Valoriser nos données pour créer un revenu universel, l'idée fait son chemin, mais est encore loin d'aboutir.
Le monde d'après se rêve peu à peu. Les défis sont nombreux, notamment du point de vue économique, où de nombreux secteurs se sont retrouvés à l’arrêt depuis bientôt un an.
Les revenus de certains ménages ont également été affectés par la crise, et il n’y aura pas de retour en arrière sur le télétravail, l’automatisation des tâches et la numérisation de certaines activités. Alors que les autorités publiques et les acteurs privés tentent de trouver des solutions pour redémarrer la machine économique via d’ambitieux programmes de relance, des start-ups et de jeunes entrepreneurs veulent promouvoir une approche plus latérale.
C’est notamment le cas de Badr Boussabat. Ce trentenaire, qui travaille dans la cellule risques de Degroof Petercam et fait aussi partie de la direction du Belgian Finance Club, est un orateur reconnu sur l’intelligence artificielle ("Notre meilleur espoir", selon le titre de son bouquin publié l’an passé). Pour sortir de la crise, il propose de lancer le débat sur le revenu universel par la donnée.
Les données sont inépuisables
"Nous sommes entrés dans l’ère du capitalisme cognitif", lance-t-il en guise d’introduction. Pour preuve, il avance le fait que huit des dix plus grosses capitalisations boursières sont aujourd’hui des entreprises actives dans le numérique. Contrairement au capitalisme marchand, qui se fonde sur l’exploitation des matières premières, le nouveau paradigme cognitif se base sur la donnée, qui est inépuisable par définition. De plus, explique Badr Boussabat, "la création de la donnée dépend de la capacité de vivre, non pas de travailler".

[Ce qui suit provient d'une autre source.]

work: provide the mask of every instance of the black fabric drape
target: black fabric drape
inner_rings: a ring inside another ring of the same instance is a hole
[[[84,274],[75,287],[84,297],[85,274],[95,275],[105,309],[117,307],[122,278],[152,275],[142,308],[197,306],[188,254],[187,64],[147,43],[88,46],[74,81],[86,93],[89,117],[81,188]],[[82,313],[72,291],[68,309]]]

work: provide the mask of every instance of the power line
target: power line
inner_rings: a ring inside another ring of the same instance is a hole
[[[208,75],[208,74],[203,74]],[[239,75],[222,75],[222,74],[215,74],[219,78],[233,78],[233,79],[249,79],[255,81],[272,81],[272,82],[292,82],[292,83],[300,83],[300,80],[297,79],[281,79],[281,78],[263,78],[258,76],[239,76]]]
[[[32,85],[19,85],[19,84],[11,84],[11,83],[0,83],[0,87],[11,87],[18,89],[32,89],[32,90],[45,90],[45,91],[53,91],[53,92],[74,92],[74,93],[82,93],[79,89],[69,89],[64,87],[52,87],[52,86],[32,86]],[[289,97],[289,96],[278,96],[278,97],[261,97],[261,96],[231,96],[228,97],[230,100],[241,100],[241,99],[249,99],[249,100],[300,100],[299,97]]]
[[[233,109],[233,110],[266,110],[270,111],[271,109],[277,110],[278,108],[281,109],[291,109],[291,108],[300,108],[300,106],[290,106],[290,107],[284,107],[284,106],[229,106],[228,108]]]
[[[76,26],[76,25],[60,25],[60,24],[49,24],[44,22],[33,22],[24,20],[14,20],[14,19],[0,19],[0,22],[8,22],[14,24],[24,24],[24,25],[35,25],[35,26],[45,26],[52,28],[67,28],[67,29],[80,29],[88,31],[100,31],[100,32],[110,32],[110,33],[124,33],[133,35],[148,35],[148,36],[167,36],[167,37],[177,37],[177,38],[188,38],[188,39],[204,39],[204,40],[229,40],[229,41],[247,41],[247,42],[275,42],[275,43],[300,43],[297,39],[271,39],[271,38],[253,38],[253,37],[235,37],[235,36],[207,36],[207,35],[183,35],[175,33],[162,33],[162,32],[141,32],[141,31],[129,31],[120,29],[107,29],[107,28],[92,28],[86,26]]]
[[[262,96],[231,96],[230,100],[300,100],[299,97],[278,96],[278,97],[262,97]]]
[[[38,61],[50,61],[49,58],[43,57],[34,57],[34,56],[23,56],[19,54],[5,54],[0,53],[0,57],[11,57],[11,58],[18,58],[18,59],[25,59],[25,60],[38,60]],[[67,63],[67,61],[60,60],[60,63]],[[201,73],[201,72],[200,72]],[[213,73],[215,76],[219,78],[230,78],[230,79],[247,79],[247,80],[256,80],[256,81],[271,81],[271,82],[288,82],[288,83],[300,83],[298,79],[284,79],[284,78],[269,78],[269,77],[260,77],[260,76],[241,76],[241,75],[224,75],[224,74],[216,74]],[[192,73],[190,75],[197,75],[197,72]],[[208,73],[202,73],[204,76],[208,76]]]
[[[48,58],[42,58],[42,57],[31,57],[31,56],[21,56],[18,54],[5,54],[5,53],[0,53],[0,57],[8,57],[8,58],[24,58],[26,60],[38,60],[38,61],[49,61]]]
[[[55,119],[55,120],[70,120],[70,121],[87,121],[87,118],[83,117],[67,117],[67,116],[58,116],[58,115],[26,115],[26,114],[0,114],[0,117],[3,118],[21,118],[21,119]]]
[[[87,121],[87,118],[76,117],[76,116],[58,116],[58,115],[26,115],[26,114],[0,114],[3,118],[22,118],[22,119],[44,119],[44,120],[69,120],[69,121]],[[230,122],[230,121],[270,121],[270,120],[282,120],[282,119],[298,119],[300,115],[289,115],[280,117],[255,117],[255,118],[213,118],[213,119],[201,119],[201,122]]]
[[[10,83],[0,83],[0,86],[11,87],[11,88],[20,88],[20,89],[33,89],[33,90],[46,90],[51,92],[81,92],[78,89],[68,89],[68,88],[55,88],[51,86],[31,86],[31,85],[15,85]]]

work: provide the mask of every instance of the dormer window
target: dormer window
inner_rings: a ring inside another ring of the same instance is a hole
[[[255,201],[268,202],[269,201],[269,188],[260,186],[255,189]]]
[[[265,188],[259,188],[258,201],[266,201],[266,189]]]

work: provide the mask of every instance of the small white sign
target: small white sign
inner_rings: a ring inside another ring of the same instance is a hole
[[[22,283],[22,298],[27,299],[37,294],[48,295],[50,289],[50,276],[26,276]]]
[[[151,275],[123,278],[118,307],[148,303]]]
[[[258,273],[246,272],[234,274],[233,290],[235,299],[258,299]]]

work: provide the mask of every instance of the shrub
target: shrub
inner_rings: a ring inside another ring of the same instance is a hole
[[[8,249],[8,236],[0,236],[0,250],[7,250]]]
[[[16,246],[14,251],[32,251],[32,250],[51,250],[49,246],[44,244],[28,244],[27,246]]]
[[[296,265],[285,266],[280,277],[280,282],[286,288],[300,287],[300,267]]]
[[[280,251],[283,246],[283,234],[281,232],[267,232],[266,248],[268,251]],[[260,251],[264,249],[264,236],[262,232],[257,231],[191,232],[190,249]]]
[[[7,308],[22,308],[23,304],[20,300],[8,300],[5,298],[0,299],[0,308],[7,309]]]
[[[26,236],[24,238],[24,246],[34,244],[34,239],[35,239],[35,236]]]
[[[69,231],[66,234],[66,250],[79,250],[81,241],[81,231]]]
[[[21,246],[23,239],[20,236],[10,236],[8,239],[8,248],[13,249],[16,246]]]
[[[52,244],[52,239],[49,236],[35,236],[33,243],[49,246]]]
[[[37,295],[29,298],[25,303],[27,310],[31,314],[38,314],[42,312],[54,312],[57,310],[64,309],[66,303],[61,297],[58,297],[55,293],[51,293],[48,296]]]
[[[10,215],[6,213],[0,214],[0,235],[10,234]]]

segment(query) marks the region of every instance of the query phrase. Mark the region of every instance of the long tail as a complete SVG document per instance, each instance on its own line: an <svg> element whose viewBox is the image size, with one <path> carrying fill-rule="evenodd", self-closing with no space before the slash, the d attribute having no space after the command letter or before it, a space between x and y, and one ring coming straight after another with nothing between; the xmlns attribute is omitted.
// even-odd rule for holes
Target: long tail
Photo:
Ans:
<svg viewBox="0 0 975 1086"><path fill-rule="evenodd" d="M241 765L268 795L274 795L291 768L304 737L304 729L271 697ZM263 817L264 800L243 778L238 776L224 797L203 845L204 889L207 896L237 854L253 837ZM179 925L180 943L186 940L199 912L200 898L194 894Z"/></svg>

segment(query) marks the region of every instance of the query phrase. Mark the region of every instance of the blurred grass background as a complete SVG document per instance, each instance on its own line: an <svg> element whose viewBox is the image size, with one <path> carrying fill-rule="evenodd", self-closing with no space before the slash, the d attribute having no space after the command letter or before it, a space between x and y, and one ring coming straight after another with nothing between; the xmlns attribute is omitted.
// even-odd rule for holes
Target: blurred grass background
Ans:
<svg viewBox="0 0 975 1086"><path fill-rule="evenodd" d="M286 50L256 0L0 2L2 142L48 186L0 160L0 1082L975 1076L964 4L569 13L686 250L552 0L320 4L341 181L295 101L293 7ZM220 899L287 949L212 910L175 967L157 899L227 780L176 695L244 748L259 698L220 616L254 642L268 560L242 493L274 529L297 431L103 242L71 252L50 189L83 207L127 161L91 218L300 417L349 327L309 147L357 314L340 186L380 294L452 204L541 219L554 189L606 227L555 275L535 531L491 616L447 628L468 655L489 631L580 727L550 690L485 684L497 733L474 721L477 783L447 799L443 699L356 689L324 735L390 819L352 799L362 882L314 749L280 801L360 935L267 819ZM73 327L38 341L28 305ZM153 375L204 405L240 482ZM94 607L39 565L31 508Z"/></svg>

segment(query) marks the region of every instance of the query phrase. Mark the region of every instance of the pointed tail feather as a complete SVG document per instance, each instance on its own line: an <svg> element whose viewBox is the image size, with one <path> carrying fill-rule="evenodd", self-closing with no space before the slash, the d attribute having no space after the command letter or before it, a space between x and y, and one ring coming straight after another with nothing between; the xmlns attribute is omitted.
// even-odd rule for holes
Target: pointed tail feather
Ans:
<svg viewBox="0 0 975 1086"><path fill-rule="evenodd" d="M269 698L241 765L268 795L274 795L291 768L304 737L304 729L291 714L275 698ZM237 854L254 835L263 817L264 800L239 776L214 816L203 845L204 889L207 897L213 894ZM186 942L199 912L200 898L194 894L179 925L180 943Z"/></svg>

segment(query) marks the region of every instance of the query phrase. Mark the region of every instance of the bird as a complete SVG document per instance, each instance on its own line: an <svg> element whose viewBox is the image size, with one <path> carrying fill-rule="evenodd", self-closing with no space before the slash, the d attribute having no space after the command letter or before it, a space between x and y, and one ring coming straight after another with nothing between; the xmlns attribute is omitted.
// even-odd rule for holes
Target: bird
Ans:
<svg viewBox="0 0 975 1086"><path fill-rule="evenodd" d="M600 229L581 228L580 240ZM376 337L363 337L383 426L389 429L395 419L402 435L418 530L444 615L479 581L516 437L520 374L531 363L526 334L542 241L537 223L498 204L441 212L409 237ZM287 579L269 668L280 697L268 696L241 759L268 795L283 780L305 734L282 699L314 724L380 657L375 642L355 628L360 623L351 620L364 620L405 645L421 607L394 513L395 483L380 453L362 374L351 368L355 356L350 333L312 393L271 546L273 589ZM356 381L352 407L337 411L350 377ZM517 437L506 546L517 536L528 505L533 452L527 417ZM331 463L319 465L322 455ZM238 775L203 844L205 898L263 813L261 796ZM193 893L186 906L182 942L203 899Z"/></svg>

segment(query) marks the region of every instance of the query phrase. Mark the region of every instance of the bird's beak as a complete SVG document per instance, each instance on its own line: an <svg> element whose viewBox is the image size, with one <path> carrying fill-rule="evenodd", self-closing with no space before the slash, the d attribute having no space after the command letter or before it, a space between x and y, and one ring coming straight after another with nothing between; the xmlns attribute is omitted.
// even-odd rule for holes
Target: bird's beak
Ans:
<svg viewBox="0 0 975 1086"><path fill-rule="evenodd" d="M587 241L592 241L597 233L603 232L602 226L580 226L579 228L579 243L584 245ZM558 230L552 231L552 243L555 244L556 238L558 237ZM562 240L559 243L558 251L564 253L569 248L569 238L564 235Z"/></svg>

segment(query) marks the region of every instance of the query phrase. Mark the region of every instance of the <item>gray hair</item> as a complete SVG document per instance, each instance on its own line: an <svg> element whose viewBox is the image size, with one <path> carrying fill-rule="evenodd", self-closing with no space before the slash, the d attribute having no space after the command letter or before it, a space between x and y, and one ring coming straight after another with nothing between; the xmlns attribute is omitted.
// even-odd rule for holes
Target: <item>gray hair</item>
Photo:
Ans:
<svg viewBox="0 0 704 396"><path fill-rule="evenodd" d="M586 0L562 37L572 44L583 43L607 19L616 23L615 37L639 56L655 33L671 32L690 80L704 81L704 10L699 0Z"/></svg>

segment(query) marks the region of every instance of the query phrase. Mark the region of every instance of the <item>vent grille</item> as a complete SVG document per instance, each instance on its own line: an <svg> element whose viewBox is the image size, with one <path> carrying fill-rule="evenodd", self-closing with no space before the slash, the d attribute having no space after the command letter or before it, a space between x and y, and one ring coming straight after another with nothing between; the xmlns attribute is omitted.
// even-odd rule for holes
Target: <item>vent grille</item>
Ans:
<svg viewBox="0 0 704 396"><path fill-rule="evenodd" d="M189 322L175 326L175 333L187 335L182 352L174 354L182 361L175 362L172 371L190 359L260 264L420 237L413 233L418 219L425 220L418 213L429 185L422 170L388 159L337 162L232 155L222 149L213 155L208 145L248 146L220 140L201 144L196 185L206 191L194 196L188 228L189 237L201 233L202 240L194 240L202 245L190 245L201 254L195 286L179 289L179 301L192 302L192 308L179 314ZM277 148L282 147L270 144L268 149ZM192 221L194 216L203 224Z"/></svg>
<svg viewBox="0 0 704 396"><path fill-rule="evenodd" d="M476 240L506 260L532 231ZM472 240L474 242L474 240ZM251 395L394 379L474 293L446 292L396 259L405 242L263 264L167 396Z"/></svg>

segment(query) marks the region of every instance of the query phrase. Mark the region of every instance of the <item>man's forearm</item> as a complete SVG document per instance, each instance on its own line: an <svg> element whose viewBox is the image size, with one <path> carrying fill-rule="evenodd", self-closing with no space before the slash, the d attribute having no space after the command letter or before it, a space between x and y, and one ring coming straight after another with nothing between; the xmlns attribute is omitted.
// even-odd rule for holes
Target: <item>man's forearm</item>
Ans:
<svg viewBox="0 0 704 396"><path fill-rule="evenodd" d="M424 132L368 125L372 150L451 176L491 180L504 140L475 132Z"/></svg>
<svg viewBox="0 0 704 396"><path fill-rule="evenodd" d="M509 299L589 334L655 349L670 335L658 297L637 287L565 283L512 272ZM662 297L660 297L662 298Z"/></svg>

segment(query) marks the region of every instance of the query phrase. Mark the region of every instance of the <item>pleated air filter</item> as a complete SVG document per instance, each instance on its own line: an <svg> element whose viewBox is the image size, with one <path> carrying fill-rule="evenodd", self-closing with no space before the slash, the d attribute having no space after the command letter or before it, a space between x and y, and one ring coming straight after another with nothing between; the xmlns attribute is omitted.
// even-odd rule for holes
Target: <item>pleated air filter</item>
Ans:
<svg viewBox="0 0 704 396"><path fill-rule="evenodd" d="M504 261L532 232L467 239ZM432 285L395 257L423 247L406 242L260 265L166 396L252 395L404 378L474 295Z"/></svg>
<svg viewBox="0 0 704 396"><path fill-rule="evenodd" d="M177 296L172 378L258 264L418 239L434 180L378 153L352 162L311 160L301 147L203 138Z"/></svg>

Mais comment monétiser ses données? L’idée doit clairement encore parcourir son chemin et elle nécessiterait une infrastructure internationale, "à l’image de la finance internationale", précise l’auteur. Certains ont cependant déjà franchi le pas, comme Amazon qui a proposé à certains clients Prime de les rémunérer pour avoir accès à leurs données de navigation. Instagram et les autres réseaux sociaux reposent sur un modèle économique où les données ont beaucoup de valeur. Si cette valeur revient à son producteur, le citoyen, ces entreprises déposeront le bilan. C’est le revers économique de la médaille.
La donnée possède deux avantages sur la monnaie: elle est évolutive et sa production ne fait pas baisser sa valeur. "La donnée a le potentiel de créer une véritable valeur ajoutée. La quantité de data dans le monde augmente tous les jours, mais leur valeur augmente avec elle. Cette corrélation positive est un argument puissant en sa faveur", estime Badr Boussabat.
Une future guerre des données?
Dans cette nouvelle économie, la donnée est produite par le "consutoyen" (contraction de consommateur et citoyen), elle est distribuée aux entreprises, traitée par l’intelligence artificielle et régulée par les États.
Tout cela reste très théorique à ce stade, et de nombreuses questions se posent encore sur l’architecture à mettre en place pour récolter, traiter et valoriser nos données, "mais on investit déjà en données", fait valoir Badr Boussabat. "Et c’est aussi une manière plus démocratique de créer de la richesse que via le capital. La donnée peut réconcilier la gauche et la droite."
Un revenu issu des données que nous produisons pourrait aussi entraîner une guerre des données et une course à l’appropriation. Transformer les données en revenu universel semble aujourd’hui utopique, mais l’idée a le mérite d’exister, à l’heure où l’on pense le fameux monde d’après. La question de la valorisation des données sera, quoi qu’il arrive, un enjeu primordial des prochaines années.